The oral argument is on April 27. Bring your popcorn. 

We also want to alert our readers to certiorari briefing in BNSF Railway Co. v. Tanner Lynn.  The petition was filed by the great Lisa Blatt and her team at Williams & Connolly.  There is also an excellent amicus brief authored by the Washington Legal Foundation. The question presented is: “Whether the Commerce Clause permits a State to extract consent to jurisdiction from nonresident corporations as a condition of their right to do business in the State, even for cases involving nonresident plaintiffs and out-of-state conduct.” The BNSF cert petition invites the High Court to follow up on Justice Alito’s suggestion in the execrable Mallory decision that even if jurisdictional consent via corporate registration does not violate due process, it violates the dormant Commerce Clause.  (This blog has addressed the dormant Commerce Clause issue.)
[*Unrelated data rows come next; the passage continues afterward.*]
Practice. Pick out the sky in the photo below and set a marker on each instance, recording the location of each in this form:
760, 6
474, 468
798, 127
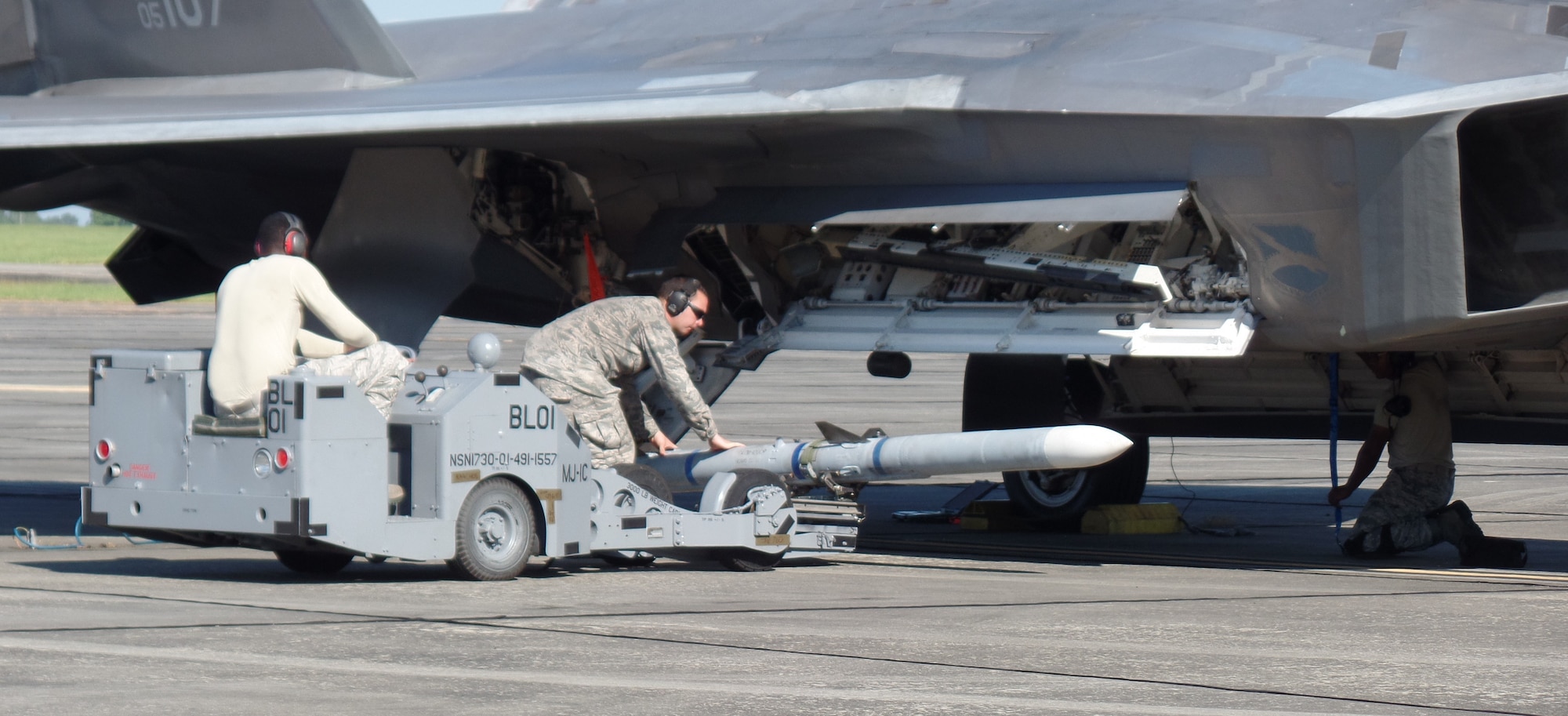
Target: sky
387, 12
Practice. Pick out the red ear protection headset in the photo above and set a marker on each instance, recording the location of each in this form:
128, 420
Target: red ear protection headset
296, 241
681, 299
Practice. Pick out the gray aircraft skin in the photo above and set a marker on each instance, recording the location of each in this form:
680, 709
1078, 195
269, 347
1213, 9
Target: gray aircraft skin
1351, 175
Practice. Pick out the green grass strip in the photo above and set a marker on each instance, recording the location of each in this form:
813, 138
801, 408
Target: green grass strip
71, 291
56, 244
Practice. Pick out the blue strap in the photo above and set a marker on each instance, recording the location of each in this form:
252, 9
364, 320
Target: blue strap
1334, 435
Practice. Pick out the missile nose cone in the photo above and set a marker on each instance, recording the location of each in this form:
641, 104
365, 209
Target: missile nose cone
1084, 446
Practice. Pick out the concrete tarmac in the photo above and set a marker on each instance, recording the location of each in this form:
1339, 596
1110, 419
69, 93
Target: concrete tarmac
926, 619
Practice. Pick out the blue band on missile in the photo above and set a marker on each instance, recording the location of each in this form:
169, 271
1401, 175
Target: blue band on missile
692, 463
794, 460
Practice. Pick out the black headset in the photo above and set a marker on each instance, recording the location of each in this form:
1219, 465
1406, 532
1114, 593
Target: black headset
296, 241
681, 299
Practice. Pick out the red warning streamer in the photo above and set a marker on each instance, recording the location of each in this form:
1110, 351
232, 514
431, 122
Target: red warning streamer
595, 278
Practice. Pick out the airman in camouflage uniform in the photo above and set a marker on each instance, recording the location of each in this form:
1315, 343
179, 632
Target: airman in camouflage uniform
589, 360
1410, 511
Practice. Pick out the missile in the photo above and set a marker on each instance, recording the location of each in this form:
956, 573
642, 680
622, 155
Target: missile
846, 459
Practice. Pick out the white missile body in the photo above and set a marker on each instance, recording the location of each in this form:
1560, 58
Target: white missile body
904, 457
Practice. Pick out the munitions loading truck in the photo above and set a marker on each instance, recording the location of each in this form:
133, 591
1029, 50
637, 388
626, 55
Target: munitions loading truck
473, 467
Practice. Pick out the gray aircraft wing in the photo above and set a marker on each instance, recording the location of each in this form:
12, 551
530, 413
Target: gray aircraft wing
1341, 147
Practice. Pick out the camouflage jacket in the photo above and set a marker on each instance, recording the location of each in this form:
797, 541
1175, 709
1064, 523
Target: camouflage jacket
601, 347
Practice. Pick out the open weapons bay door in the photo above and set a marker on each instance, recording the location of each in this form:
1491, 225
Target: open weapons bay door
1059, 271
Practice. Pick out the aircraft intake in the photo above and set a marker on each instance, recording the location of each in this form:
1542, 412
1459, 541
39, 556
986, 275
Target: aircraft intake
848, 459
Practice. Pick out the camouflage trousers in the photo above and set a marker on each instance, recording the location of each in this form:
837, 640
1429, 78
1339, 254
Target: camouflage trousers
377, 369
598, 420
1404, 506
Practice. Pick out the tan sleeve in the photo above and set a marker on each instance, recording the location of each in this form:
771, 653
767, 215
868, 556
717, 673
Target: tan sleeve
664, 355
325, 305
314, 346
642, 424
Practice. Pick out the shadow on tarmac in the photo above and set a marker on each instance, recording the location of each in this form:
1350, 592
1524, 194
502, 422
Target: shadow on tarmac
1282, 526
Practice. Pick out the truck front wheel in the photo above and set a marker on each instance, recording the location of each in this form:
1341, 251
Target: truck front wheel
495, 531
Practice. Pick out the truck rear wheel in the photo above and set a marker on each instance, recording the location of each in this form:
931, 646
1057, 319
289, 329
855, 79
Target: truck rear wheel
495, 531
648, 479
314, 561
742, 559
Few cases caused such immediate mischief as Mallory did.  Litigation tourism, which had been reeled in by the Bauman and BMS cases, received a new lease on life from Mallory.  The cert petition pieces together the various decisions in Mallory to show that five justices seemed receptive to the dormant Commerce Clause argument. As has been said more than once, the key to SCOTUS litigation is being able to count to five. States like Pennsylvania in Mallory, or Minnesota in BNSF, have “no legitimate local interest” in “adjudicating a foreign-cubed lawsuit.”

We very much hope that SCOTUS grants cert for the BNSF case. It is the right case, the right time, and the right advocate.